Attention South Puget Sound Community College graduates: Is that fancy diploma case that you were handed during commencement still empty?
Officials at the Olympia-based college are trying to track down the owners of nearly 1,000 unclaimed diplomas and certificates.
“The farthest one we’ve found goes back to 1983,” said Jerad Sorber, dean of enrollment and registrar. “We have some 30-year-old diplomas sitting in our files right now.”
Some colleges have a policy to shred unclaimed diplomas after five years.
But SPSCC has always kept them, just in case those students, such as Caleb Grant (Class of 2012), Tonya Smith (Class of 2008) and Matthew Metcalf (Class of 1993), return someday for that fancy, embossed piece of paper that shows they completed a program or degree.
“They span the gamut — we’ve had people who have earned certificates, associate degrees — even high school diplomas,” Sorber said. “We have things for welding and medical assisting. … You could pick any one of our programs, and you could find a degree left from that program.”

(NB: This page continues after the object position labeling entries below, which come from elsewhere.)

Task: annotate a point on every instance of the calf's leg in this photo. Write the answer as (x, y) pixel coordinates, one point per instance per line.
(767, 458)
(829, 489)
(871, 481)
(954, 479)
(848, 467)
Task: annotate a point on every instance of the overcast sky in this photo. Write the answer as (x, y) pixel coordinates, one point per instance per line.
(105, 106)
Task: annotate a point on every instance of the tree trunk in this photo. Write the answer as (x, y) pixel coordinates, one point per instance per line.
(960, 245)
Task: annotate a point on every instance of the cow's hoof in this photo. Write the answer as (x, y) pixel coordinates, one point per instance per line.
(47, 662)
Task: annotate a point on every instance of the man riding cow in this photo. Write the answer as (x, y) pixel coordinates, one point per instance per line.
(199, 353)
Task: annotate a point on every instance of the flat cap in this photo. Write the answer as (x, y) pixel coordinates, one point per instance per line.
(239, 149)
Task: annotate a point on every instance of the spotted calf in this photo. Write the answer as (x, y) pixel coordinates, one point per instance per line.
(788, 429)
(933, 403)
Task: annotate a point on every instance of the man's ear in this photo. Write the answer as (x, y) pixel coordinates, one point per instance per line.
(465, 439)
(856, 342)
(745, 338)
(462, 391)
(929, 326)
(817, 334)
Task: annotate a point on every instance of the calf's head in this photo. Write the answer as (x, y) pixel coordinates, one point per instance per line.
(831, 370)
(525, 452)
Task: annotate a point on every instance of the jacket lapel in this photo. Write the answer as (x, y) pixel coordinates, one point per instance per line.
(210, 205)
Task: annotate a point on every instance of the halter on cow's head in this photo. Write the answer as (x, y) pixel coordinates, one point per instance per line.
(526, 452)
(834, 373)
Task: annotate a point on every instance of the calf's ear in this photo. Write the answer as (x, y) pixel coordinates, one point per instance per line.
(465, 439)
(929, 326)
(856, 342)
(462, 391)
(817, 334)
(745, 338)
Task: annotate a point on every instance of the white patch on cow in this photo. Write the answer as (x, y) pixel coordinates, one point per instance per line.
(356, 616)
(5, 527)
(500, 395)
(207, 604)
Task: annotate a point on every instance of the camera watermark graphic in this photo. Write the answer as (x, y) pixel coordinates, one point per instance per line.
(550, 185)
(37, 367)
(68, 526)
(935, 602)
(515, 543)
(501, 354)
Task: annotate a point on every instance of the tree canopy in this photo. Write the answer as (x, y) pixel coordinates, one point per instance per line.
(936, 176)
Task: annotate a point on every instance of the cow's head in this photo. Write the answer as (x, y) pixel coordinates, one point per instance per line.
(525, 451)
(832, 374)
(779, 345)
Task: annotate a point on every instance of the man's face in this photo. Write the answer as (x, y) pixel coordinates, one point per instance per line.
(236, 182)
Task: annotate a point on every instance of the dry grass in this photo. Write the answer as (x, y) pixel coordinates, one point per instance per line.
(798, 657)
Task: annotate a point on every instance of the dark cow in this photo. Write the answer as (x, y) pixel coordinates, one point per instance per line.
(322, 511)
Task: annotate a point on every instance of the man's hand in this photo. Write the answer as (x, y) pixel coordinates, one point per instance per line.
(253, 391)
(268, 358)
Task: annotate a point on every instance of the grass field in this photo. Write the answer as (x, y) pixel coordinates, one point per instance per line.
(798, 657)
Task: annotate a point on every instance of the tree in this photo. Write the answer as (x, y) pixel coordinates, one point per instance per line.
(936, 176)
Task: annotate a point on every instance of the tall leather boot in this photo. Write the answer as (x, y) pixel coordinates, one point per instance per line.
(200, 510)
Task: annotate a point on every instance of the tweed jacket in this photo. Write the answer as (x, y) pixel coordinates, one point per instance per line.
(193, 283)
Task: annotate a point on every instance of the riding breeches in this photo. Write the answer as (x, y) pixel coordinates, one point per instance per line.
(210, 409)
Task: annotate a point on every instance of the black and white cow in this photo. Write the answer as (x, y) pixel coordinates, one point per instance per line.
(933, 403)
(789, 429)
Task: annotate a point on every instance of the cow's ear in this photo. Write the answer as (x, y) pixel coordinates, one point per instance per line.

A majority of the diplomas were returned to the college by mail, without forwarding addresses available. When that happens, staff members try to call the graduates, Sorber said. But sometimes, the phone numbers they have on file aren’t up to date, either.
Those missing their SPSCC certificate can call 360-596-5354 to begin the claim process.
The Evergreen State College in Olympia and Saint Martin’s University in Lacey also have unclaimed diplomas – but not nearly as many as SPSCC.
“When students apply to graduate, they provide their addresses,” said Evergreen spokeswoman Sandra Kaiser. “When they check in for commencement, their addresses are double-checked.”
Diplomas go unclaimed for a variety of reasons. Sometimes, students simply forget to pick them up, said Saint Martin’s registrar Alex Arceneaux.
“During the hiring process, potential employers tend to rely more on official transcripts than diplomas,” he added.
Still, Sorber said his goal is to find homes for as many of the SPSCC diplomas as possible.
“Some of these students invested years of their lives into their academic programs and they put a lot of work in and their families sacrificed to support them, and this is a way we can help recognize all of that work,” he said.